By the time we got there we were quite ready for the refreshments that awaited us, lemon drizzle and chocolate fudge cake, and cups of tea, overlooking the ocean to the south.

Then we took the track off to the castle, past the confused sheep, and spent the next hour imagining what it must have been like to live in the castle from its completion in 1582 until the resident Royalist troops, who had been imprisoned and under siege of the Covenanting Troops in 1647, surrendered. Just 65 years of occupation in this stunning location.

Otherwise known as Duncan’s Fort and the Castle of Fountains, Gylen was built in the Scottish Baronial style to the highest standards of the time (many discovered and researched in the recent restorations) by Duncan MacDougall, 16th Chief of the Clan.

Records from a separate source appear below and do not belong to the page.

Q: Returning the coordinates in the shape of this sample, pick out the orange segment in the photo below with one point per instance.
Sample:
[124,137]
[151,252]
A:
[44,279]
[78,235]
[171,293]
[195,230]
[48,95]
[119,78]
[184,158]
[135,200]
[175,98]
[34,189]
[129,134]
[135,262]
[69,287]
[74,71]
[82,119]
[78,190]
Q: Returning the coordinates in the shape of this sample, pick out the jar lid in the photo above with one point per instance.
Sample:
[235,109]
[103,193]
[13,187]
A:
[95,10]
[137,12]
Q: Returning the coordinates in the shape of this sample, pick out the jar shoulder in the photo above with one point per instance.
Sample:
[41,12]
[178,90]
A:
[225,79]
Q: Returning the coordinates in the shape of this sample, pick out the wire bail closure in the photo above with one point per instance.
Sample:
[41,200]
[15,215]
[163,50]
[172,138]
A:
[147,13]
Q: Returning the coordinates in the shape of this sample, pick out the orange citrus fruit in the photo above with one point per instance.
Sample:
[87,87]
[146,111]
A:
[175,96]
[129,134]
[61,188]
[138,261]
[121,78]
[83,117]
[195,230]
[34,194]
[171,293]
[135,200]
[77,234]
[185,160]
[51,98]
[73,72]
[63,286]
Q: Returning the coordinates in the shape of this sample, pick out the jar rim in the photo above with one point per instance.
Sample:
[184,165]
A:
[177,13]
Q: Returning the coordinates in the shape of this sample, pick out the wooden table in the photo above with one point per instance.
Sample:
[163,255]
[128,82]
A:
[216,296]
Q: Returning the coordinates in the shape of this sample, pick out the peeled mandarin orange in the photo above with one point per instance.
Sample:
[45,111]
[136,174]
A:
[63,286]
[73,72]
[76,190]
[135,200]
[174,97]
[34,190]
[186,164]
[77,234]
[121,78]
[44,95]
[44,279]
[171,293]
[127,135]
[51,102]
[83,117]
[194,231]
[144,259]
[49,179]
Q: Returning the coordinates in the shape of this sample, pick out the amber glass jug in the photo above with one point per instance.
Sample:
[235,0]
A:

Today, as always, the main entrance is through the originally arched doorway enclosed with a heavy wooden door and an inner grille held in place by a draw bar. Passing along a passage way takes us to a small rear courtyard and a vaulted storeroom on the right. The main stairway leads up to three further floors with one room on each and then a separate staircase goes up to the cap house, where Rob and I would have had our bedroom!

Each room had a big fireplace and windows on all walls, which were originally wooden framed with horizontal metal bars and upper leaded lights. In this castle the solar was on the second floor and is where I would have spent most of my time, with the children, providing some education, plus playing games and making the arrangements required to run the castle and maintain our status and position within the clan. Who am I kidding, I’d just as likely have been peeling neaps and tatties for supper down in the kitchen.

We could have been forgiven for thinking we were safe from the political and religious turmoil of the 17th century, the to-ing and fro-ing of power between the Royalist Scots, the Presbyterian politicians and their Covenanting supporters and the English Government, well documented via Google; so that if a battle was to be fought it would not reach within the confines of the castle walls, but despite the fortification of the residence there was one commodity that needed to be supplemented outside the castle, that led to its eventual downfall and that was, water or the lack of it. The name ‘castle of fountains’ must refer to springs without as well as within the walls since the lack of sufficient water indoors brought about the surrender of the clan who were then all massacred by the Covenanting Troops, all bar one, the child John MacDougall, 19th Chief of the clan. His home was then set alight, the mighty timbers of the floors and roof caved in. It has been a ruin ever since. What a tragedy.

Today the castle is protected from further decay and visited by thousands of walkers each year, but only the ravens and pigeons live there, along with passing sheep, seeking shelter in the storeroom.

Fortified by our sugary snack the rest of the walk was covered in comfort and took in views to the west, up the Sound of Mull and northwards towards Fort William and Ben Nevis, delights in store for us next year.